PHOENIX -- Arizona's jobless rate increased in August for the third month in a row, with indications that things may not get better for awhile.
Figures released Thursday show a seasonally adjusted unemployment rate of 7.1 percent. While that is a full point lower than last August, it has been rising steadily since May when it hit 6.8 percent.
This appears to be a local issue: The national jobless rate dropped a tenth of a point in August from the prior month, to 6.1 percent.
Aruna Murthy, director of economic analysis for the state Department of Administration, said what's particularly disconcerting is August should be a much better month for growth in private sector employment. That is where the seasonal adjustment comes in, based on the hiring that normally would happen this time of year.
And she was particularly concerned that the number of people working in retail trade actually dropped by 200 from July, including losses in both general merchandise outlets and at stores selling clothing and accessories.
"For a month where you have back-to-school shopping, this is not good,' she said.
Murthy noted an uptick in hiring among firms that provide temporary workers to other companies. But she said that is not a particularly healthy sign.
"That seems to say there are changes in the economy that a lot of people being are hired as temporary rather than permanent,' she said. What that indicates, Murthy said, is companies are not confident enough the economy is growing to actually put people on their own payrolls.
At this rate, Murthy said, it's unlikely Arizona will achieve the 2.2 percent job growth she had previously predicted for 2014
"And that was a conservative forecast,' she said.
The report comes as Arizona continues to phase in a series of cuts in corporate and personal income taxes and business property taxes enacted in the last five years that proponents argued would stimulate the economy.
Murthy declined to take a position on whether the already enacted tax cuts are paying off or have not helped job growth, saying it may be too soon to tell. And Gov. Jan Brewer, who signed them into law, would not comment.
The question, however, has become an issue in the race for who will replace Brewer.
Republican Doug Ducey has said taxes are the primary consideration when businesses decide where to relocate. And he promised that if elected he will submit legislation to reduce taxes every year, "with the goal of pushing income tax rates as close to zero as possible.'
But Democrat Fred DuVal said new across-the-board tax cuts do not make economic sense.
"We have been very aggressive in reducing tax rates waiting for the 'great comeback' to occur,' he told Capitol Media Services Thursday in an interview about the latest employment numbers.
"It, by itself, has not succeeded,' he continued.
"We've got a competitive tax system now,' DuVal continued. "What we don't have is a competitive education system,' something he said is a key concern of business executives looking to be sure that they will have trained workers for their companies and good schools for their own children.
But Ducey, in separate interview, said it's not that simple.

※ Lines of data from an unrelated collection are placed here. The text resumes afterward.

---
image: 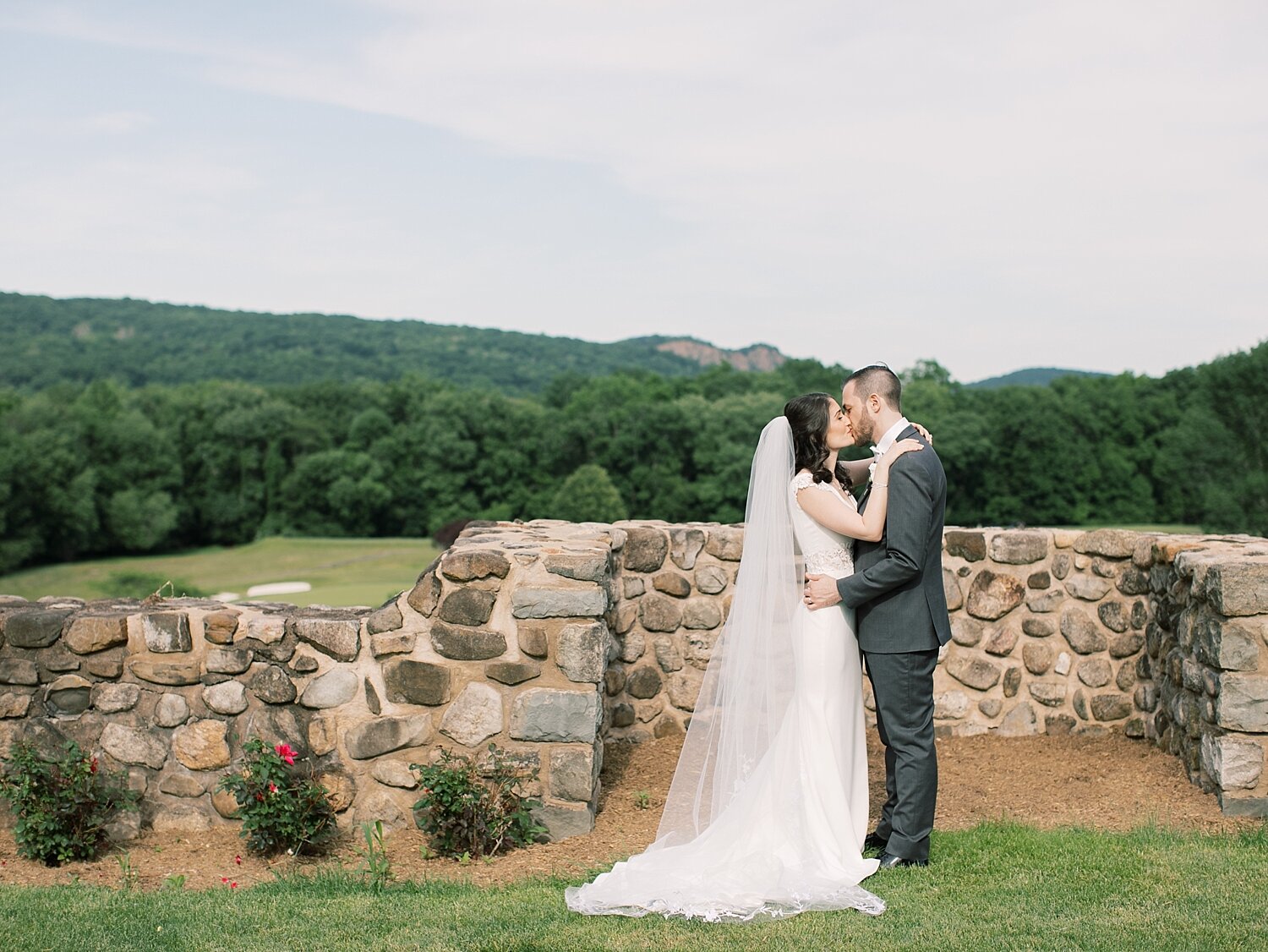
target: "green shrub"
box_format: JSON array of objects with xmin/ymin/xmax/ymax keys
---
[
  {"xmin": 0, "ymin": 741, "xmax": 139, "ymax": 866},
  {"xmin": 410, "ymin": 744, "xmax": 545, "ymax": 860},
  {"xmin": 218, "ymin": 738, "xmax": 337, "ymax": 856}
]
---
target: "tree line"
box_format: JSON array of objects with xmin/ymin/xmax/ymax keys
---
[{"xmin": 0, "ymin": 342, "xmax": 1268, "ymax": 572}]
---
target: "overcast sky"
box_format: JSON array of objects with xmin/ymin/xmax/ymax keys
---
[{"xmin": 0, "ymin": 0, "xmax": 1268, "ymax": 380}]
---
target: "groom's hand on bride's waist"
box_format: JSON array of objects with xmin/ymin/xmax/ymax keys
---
[{"xmin": 801, "ymin": 576, "xmax": 841, "ymax": 611}]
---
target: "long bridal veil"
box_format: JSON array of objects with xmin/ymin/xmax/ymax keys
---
[{"xmin": 649, "ymin": 416, "xmax": 803, "ymax": 852}]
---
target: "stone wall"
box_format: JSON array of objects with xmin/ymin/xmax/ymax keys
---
[{"xmin": 0, "ymin": 521, "xmax": 1268, "ymax": 837}]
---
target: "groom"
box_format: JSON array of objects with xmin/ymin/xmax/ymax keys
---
[{"xmin": 806, "ymin": 365, "xmax": 951, "ymax": 868}]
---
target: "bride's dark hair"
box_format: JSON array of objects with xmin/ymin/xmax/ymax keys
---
[{"xmin": 784, "ymin": 393, "xmax": 850, "ymax": 488}]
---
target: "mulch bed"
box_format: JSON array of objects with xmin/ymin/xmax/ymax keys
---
[{"xmin": 0, "ymin": 736, "xmax": 1260, "ymax": 889}]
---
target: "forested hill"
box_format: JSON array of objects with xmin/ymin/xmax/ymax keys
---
[{"xmin": 0, "ymin": 293, "xmax": 784, "ymax": 396}]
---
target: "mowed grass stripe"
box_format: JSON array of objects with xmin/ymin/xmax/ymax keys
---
[{"xmin": 0, "ymin": 823, "xmax": 1268, "ymax": 952}]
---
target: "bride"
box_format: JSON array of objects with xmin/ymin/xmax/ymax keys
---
[{"xmin": 565, "ymin": 393, "xmax": 921, "ymax": 922}]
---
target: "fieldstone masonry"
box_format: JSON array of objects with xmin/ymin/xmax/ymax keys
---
[{"xmin": 0, "ymin": 521, "xmax": 1268, "ymax": 838}]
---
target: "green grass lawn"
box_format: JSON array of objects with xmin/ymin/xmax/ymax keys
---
[
  {"xmin": 0, "ymin": 539, "xmax": 438, "ymax": 605},
  {"xmin": 0, "ymin": 823, "xmax": 1268, "ymax": 952}
]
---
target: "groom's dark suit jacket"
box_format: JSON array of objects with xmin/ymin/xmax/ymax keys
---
[{"xmin": 837, "ymin": 426, "xmax": 951, "ymax": 654}]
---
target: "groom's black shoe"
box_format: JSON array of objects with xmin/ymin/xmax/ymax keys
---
[
  {"xmin": 864, "ymin": 833, "xmax": 889, "ymax": 853},
  {"xmin": 877, "ymin": 853, "xmax": 930, "ymax": 870}
]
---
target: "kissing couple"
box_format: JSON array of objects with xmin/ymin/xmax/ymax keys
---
[{"xmin": 565, "ymin": 365, "xmax": 951, "ymax": 922}]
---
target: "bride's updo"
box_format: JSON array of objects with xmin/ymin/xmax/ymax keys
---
[{"xmin": 784, "ymin": 393, "xmax": 850, "ymax": 488}]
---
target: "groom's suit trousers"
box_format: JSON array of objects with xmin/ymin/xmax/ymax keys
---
[{"xmin": 864, "ymin": 648, "xmax": 938, "ymax": 861}]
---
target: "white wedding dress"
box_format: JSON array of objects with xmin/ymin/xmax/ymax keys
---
[{"xmin": 565, "ymin": 472, "xmax": 885, "ymax": 922}]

"A trained workforce and good schools are important in an economic climate, as are tax cuts,' he said. "They're not mutually exclusive of each other.'
Nor was he willing to back away from his campaign promise to further reduce taxes.
"Tax cuts are not a mistake,' he said. "Tax cuts put more money back in hardworking taxpayers' pockets.'
That still leaves the question of why Arizona has 137,000 fewer jobs now than before the recession despite the cuts already approved, including slashing corporate income tax rates by 30 percent. Ducey placed the blame on a "tepid and lukewarm national recovery' even though the national jobless rate is a full point below Arizona and employment in most other states is at pre-recession levels.
Thursday's report showed one bright spot in the economy: Hiring in health care is up by about 2,400 from July and 10,800 from the same time a year earlier.
But Murthy said this likely has to do with the enactment of the Affordable Care Act -- and Arizona's own decision to tap that to expand its Medicaid program -- as more people with insurance mean more people who can afford to go to the doctor.
There's a political angle to that, too: Ducey has openly questioned the decision by Jan Brewer to push through that expansion over the objection of most Republican legislators; DuVal supports the move.